See below for timing tests for parallel execution.
#### Comparison with QE quantities
1. One-electron energy (i.e., $\mathrm{tr}_{vk} H_0$)
| QE | Yambo TEST |
|-----|--------|
|-14.34038209260606 Ry | -14.34042613 Ry|
|ERR: |0.599159485573194 meV* |
*Fake error due to limited significant digits in manual Fermi level shift and/or output precision, real error is a couple of order of magnitudes lower
2. E_Hartree (i.e., $\mathrm{tr}_{vk} V_H$)
| QE | Yambo direct calc. | Yambo $H-H_0-V^{libxc}_{xc}$ |
|-----|--------|----|
|15.55811245 Ry |15.558112447364758 Ry| 15.558111787762893 Ry|
|ERR: |3.5854298254003755e-05 meV | 0.009010198112837818 meV*|
3. V_xc energy (i.e., $\mathrm{tr}_{vk} V_{xc}$).
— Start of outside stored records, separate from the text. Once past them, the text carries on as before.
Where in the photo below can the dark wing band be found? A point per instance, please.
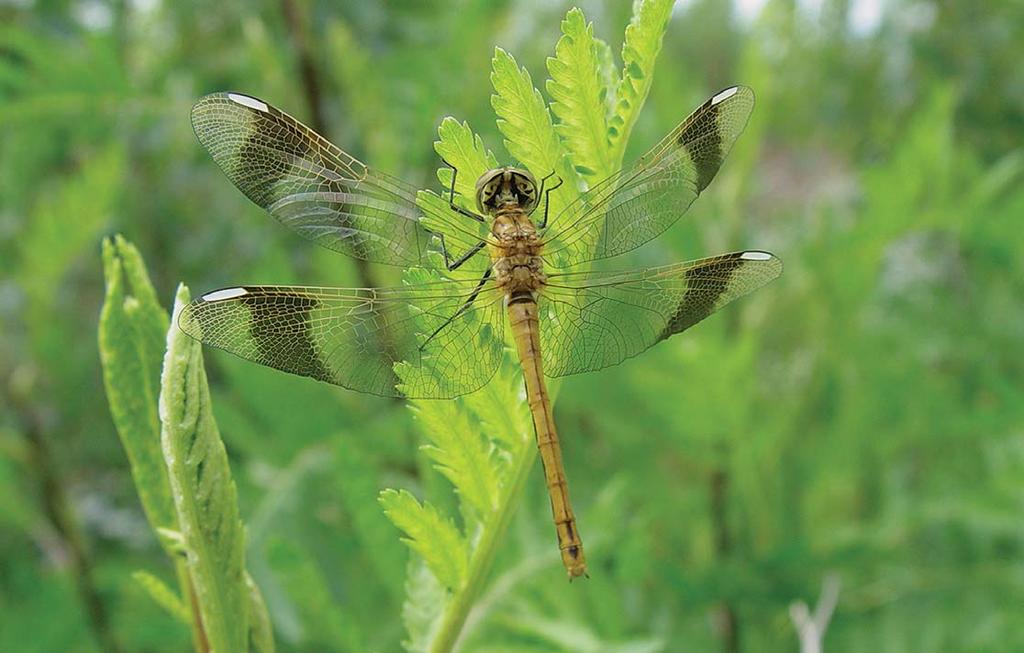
(448, 336)
(591, 320)
(634, 206)
(311, 185)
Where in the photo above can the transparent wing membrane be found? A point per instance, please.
(591, 320)
(448, 335)
(634, 206)
(315, 188)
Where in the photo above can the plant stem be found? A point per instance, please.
(448, 639)
(728, 623)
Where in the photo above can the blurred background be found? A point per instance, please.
(860, 419)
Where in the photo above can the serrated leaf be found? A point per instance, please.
(356, 481)
(462, 147)
(204, 493)
(426, 601)
(434, 537)
(643, 42)
(524, 121)
(579, 95)
(132, 328)
(610, 79)
(459, 452)
(163, 596)
(500, 408)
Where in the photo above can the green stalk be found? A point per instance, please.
(483, 554)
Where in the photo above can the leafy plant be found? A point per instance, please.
(483, 443)
(177, 461)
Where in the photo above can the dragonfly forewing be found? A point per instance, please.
(591, 320)
(315, 188)
(634, 206)
(448, 335)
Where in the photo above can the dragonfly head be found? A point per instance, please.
(506, 186)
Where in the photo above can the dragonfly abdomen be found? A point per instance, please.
(523, 319)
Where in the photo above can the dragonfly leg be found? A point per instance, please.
(457, 263)
(462, 309)
(452, 204)
(547, 198)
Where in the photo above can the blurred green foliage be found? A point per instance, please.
(862, 416)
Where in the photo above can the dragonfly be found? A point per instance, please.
(445, 337)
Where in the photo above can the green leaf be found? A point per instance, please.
(425, 603)
(460, 452)
(610, 79)
(430, 534)
(501, 408)
(204, 492)
(579, 94)
(326, 625)
(643, 42)
(462, 147)
(260, 630)
(524, 121)
(163, 596)
(356, 477)
(132, 328)
(66, 222)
V_xc is the central quantity computed in the new implementation, corresponding to `QP_Vxc` in the code.
| Yambo REF $V^{libxc}_{xc}$ | Yambo TEST $V^{qepseudo}_{xc}$ |
|-----|--------|
|-19.15953696907989 Ry| -19.159535649876165 Ry|
|ERR: | 0.017948640378714614 meV*|
4. E_xc
| Yambo REF $E^{libxc}_{xc}$ | QE REF |
|-----|--------|
|-14.63761 Ry| -14.63761011 Ry|
5. KS-electron energy (i.e., $\mathrm{tr}_{vk} H$)
| QE/Yambo REF | Yambo TEST $H_0+V_H+V^{libxc}_{xc}$ |
|----------|----|
|-8.292277439246057 Ry |-8.292276120042345 Ry|
|ERR: |0.017948687387481878 meV* |
#### Comparison with standard GW run
- **Comparison of QP energies**
Blue: `libxc` run. Red: `qepseudo` run.

Average deviation: `8.026315789952826e-04 meV`
Max deviation: `2.3999999996249244e-02 meV`
- **Dependence on G-vector cutoff**
We change the $G$-dependent parameters together:
```bash=
FFTGvecs= NGvcs RL
EXXRLvcs= NGvcs RL # [XX] Exchange RL components
VXCRLvcs= NGvcs RL # [XC] XCpotential RL components
```
We first plot the dependence of the average error with the energy cutoff, defined like this:
$$
\delta_1 E_{nk} = E_{nk}^{qepseudo}[E_{cutoff}]-E_{nk}^{libxc}[\mathrm{max}(E_{cutoff})]
$$

Max deviation at 44 Ry: `0.16 meV`
The error explodes at average cutoffs, however it still remains sub-meV and is **comparable to the libxc error**.
We can also check the discrepancy between `libxc` and `qepseudo` while reducing the cutoff, we plot the following error:
$$
\delta_2 E_{nk} = E_{nk}^{qepseudo}[E_{cutoff}]-E_{nk}^{libxc}[E_{cutoff}]
$$

- **Accuracy of single and double precision**
Reference: `libxc` in double precision on `QPkrange`: `15 | 19 | 7 | 10` at the maximum cutoff of `160 Ry`
| `libxc` DP REF | `qepseudo` SP | `qepseudo` DP |
|----------|----|---|
|Average error (meV) | 2.18e-05 | -7.00e-07 |
|Max error (meV) | 2.95e-04 | 2.10e-05 |
Single precision seems more than ok.
### Parallel tests
- **Comparison of QP energies**
System: same as for serial tests. Bulk hBN, 12x12x1 kpts, 80 Ry cutoff, 40 bnds, no NLCC, double precision.
`QPkrange`: `15 | 19 | 7 | 10`
The SE roles are `q qp b`. Only `qp` appears as a loop in the new section in `XCo_from_H_minus_Hbare`. The loops over QP bands and QP kpoints in `Bare_Hamiltonian_from_Scratch` are not parallelised.
The MPI run works correctly when tasks are distributed over `qp` and/or `b`:

Average deviation: `7.000000000423334e-07 meV`
Max deviation: `2.0999999999826713e-05 meV`
Currently, `q` must be set to 1 because it creates issues with the parallelization scheme of the `P_square` dipoles:
```
DIP_par_scheme="K"
if(l_sc_run) DIP_par_scheme="SC"
call DIPOLE_IO(k,E,Dip,'read',io_DIP_err,DIP_par_scheme)
```
I introduced a barrier in `XCo_driver` to avoid this case.
- **Parallel timings**
MPI tests with
```
DIP_ROLEs= "k c v"
DIP_CPU= "1 **Ncpu** 1"
SE_ROLEs= "q qp b"
SE_CPU= "1 **Ncpu** 1"
```
Total timings are very similar, with the `qepseudo` implementation taking slightly more time.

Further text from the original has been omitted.